Traditionally, whenever I've needed a real mysqli_fetch
for things like importing thousands of rows of data, I've used my own database connection and framework. But I was thinking there must be a way to use the existing database connection to do this, so I looked through the wp-includes/wp-db.php
file and determined that I can simply use the database handler that already exists and being used by the global $wpdb
database class instance.
In doing so, a query can be processed line by line, rather than attempting to load several thousand rows in to a the result from a $wpdb->get_results
call.
Here is my current solution:
$q = mysqli_query($wpdb->dbh,"SELECT * FROM some_table;");
while ($r = mysqli_fetch_assoc($q)) {
var_dump($r);
}
By simply using the protected
class property $wpdb->dbh
, it's allowing custom queries to be called without having to resort to adding a custom database framework to do heavy database processing work.

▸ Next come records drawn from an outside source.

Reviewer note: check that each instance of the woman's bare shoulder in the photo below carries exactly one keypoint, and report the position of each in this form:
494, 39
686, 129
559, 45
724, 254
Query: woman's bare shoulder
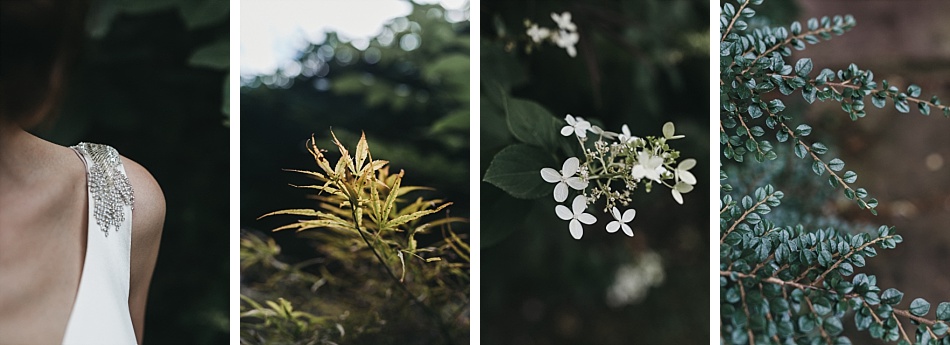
148, 214
148, 218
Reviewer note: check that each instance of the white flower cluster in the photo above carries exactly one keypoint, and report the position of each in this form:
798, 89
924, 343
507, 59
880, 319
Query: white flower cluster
565, 36
616, 159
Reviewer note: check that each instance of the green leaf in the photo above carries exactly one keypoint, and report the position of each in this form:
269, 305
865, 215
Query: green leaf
532, 124
919, 307
803, 67
800, 150
913, 90
836, 164
943, 311
892, 296
833, 326
902, 106
818, 168
849, 177
454, 121
517, 171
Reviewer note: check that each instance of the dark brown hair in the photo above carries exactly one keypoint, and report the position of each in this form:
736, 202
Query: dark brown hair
38, 41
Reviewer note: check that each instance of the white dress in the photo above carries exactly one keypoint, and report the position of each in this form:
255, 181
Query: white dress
100, 314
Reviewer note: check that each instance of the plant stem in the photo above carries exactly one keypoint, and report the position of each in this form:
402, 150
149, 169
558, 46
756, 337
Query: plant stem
431, 313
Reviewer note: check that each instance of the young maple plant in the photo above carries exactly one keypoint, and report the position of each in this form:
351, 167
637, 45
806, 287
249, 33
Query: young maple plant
363, 216
790, 283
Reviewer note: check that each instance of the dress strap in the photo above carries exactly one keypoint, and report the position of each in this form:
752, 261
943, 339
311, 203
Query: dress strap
100, 313
109, 186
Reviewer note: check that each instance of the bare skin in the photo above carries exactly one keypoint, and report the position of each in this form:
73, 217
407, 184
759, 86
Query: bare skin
43, 217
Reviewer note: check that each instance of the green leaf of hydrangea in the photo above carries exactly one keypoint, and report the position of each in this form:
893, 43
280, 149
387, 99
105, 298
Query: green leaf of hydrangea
516, 169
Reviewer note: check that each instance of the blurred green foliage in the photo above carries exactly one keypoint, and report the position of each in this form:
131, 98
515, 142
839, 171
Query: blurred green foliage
148, 85
408, 90
539, 286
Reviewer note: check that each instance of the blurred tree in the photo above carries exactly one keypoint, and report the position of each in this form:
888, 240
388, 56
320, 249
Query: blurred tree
150, 84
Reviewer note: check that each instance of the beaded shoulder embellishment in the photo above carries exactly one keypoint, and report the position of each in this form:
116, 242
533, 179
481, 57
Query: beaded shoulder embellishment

While this is working, I'm concerned that this may not be the best solution for being compatible with future versions of Wordpress as this is a bit of a hack solution, as this is not the normal expected use of $wpdb
. As such, I'm interested to know if anyone else found a better solution that is more based on the expected use of $wpdb
.
Note, I've looked at using $wpdb->get_row
along with the row number, but that appears to actually execute the query with each request anew, rather than using a single query and iterating through.